His photo shoots had lessened in number, but the sheer amount of schoolwork and language classes had slammed into him. He was now learning German on top of Chinese and the grammatical intricacies blended together until he was confusing the structures of the languages. Fencing became less of a stress-relief and more of a job, something that took up so much of his free time and energy he had to drag himself to the car just to barely make the next scheduled thing on time.
Akuma attacks had also quadrupled.
Chat Noir had been pulling so much patrol time, it was a wonder Adrien could still stand. Even in the little sleep he had gotten over the past two weeks, Adrien had caught himself moving in bed as if he was running another patrol over the rooftops.
And this barely included his actual schoolwork.
Adrien had lost so much sleep from the workload. Dark bags hung under his eyes, and several of his friends and classmates had asked if he was okay.
He knew that if he had extra photoshoots on top of everything else, he would have snapped after the first week.
But here he was, shuffling into his first class of the day with a giant cup of coffee in his hand, the dark liquid so loaded with espresso it would have easily competed with Nathalie's caffeine intake. Adrien's eyes watered and blurred, and the teen did everything in his power to keep his eyes open.
"Adrikins!"
Chloé's shrill yell pierced his sensitive ears. Adrien winced, nearly spilling his coffee, and froze up completely the moment Chloé's arms wrapped around him.

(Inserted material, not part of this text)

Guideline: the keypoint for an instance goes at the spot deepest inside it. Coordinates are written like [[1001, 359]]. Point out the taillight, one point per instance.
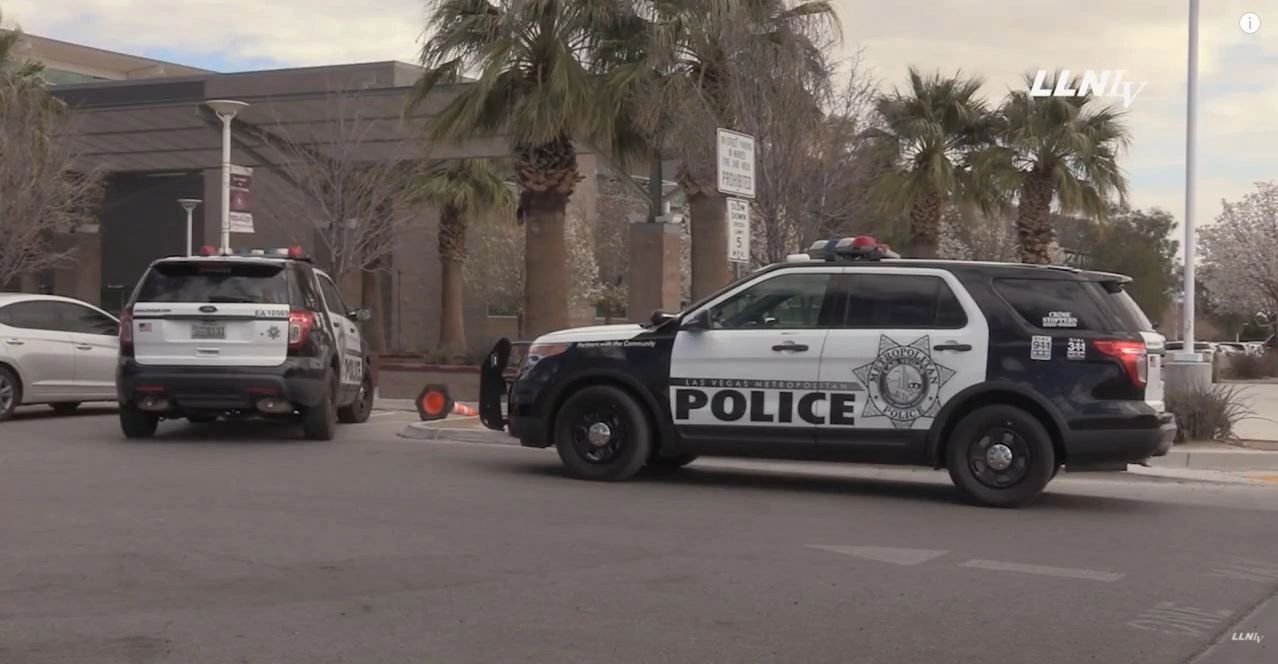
[[299, 326], [1131, 354], [127, 330]]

"Adrikiiins! That Dupain-Cheng and her commoner friends are bullying me again!"
Alya's voice reached Adrien's ears. "Disagreeing with you over the answer to the group project homework assignment isn't bullying, Chloé."
Chloé let go of Adrien and whipped around, jabbing her finger at the small group of girls. "Oh, you say that now, but then you start to question all of my decisions and then you'll be cutting me out of the entire picture!"

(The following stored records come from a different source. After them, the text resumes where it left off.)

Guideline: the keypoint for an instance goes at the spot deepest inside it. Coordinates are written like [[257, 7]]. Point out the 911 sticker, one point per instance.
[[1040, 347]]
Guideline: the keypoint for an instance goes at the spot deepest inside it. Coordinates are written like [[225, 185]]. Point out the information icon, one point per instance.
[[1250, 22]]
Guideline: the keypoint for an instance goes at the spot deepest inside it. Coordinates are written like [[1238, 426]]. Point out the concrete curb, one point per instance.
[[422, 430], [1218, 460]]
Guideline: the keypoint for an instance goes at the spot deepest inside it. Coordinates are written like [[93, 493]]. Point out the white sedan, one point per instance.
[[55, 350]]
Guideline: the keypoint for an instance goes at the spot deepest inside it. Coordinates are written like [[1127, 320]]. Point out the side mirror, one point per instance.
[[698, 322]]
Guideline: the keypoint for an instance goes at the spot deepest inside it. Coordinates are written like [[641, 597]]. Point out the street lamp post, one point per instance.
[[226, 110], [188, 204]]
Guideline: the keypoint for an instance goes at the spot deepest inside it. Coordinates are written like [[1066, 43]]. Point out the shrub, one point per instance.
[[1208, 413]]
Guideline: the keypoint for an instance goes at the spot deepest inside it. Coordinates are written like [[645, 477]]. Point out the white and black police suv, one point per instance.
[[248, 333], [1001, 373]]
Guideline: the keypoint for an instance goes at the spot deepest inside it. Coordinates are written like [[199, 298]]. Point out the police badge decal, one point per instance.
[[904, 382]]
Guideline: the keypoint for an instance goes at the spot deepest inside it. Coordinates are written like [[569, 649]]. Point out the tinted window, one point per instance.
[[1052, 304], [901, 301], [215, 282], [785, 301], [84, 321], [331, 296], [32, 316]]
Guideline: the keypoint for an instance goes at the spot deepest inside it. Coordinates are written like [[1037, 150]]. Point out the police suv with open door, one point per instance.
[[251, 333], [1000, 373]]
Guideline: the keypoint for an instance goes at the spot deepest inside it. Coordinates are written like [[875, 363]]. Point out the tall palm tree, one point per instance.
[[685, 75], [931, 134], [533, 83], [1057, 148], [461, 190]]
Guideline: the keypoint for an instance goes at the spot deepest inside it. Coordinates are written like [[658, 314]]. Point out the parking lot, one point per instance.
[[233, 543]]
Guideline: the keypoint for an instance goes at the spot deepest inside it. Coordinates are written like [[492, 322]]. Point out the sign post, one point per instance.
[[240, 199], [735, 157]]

Marinette snorted softly, crossing her arms over her chest and looking off to the side. "Yeah, like that would be the worst thing…" she murmured under her breath, sarcasm in her tone.
Chloé, unfortunately, caught that.
Before she could shout anything else, Adrien lowered his head and pushed past her to his seat. "Please, Chloé, I'm really not in the mood-"

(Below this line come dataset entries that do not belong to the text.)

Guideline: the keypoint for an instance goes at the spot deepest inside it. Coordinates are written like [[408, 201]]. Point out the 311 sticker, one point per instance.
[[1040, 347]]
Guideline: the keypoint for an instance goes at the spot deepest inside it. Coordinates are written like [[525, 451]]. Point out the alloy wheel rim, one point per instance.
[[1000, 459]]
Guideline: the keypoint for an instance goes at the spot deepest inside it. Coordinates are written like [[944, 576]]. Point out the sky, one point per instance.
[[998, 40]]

The moment he sat down, Lila's voice tickled his right ear.
"Adrien," she cooed, honey in her voice. "I noticed that our number of photoshoots we had scheduled together was lessened, and if you could just try to convince your father to-"
Adrien squeezed his eyes shut as Chloé's shrill voice yelled out at Lila's.
That was the spark that took it all off.
Arguments erupted around him. Alya and Alix were screaming at Chloé; Chloé was screaming at him to defend her; Lila was shouting over the fight to get her word in; Marinette was raising her voice to try and get everyone to stop-
He didn't know what came over him. All he felt was a burning fire building in his chest, and then his fists slammed down against his desk so hard it sounded like a gunshot. He shot out of his chair—eyes shut tight to block out the sight of people and his ears ringing with pain—and yelled at the top of his lungs, "JUST! SHUT! UP!"
The whole classroom fell dead silent.
All of the anger instantly drained out of the boy, and when Adrien opened his eyes, he couldn't bring himself to look at the people around him.
The next thing he knew, he was pushing around people and sprinting away from the classroom. He didn't stop running until he slipped inside the empty boys' locker room, making a beeline for the furthest lockers from the double doors.
He breathed, sucking in air before leaning back against the lockers and sinking to the floor. His knees pulled up to his chest, and his hands cradled his face.
"Well… that went well…"
"Plagg," Adrien forced out. "Please. I… I don't know if I wanna talk right now."
Silence came from the cat kwami, but Adrien knew the little god would stay close by.
Shame and guilt welled in his chest. He was never that aggressive, and he couldn't imagine the looks of fear on his classmates' faces. If stress hadn't weighed down every fiber of his being…
He heard the locker room doors open.
Soft footsteps, the sound of familiar flats, crept over to where Adrien was sitting. When he lifted his head to see who it was, the sight of Marinette holding his abandoned coffee cup met his gaze.
"Hey…" she said softly. With care in her body language, she crouched next to Adrien, holding out his cup as a peace offering. "I'm sorry about my part in the yelling. We all knew you were stressed, and we should have known better."
He reached out and lifted the cup out of her hand, unraveling his body. "And I'm sorry for yelling," he said. "I shouldn't have taken my anger out on you all."
The mint smell Marinette had grew stronger as she sat down just to his right. "Do you want to talk about what's been bothering you?"
A long sigh left the model, and his eyes stayed locked on his cup. "If you're okay with listening?"
"Yeah. I'm okay with that."
Warmth, the smallest bit of relief from the stressors that had been with him for the past two weeks, balled in his chest. "Thank you, Marinette…"
And as Adrien began voicing his worries, the weight from his shoulders finally began to disappear.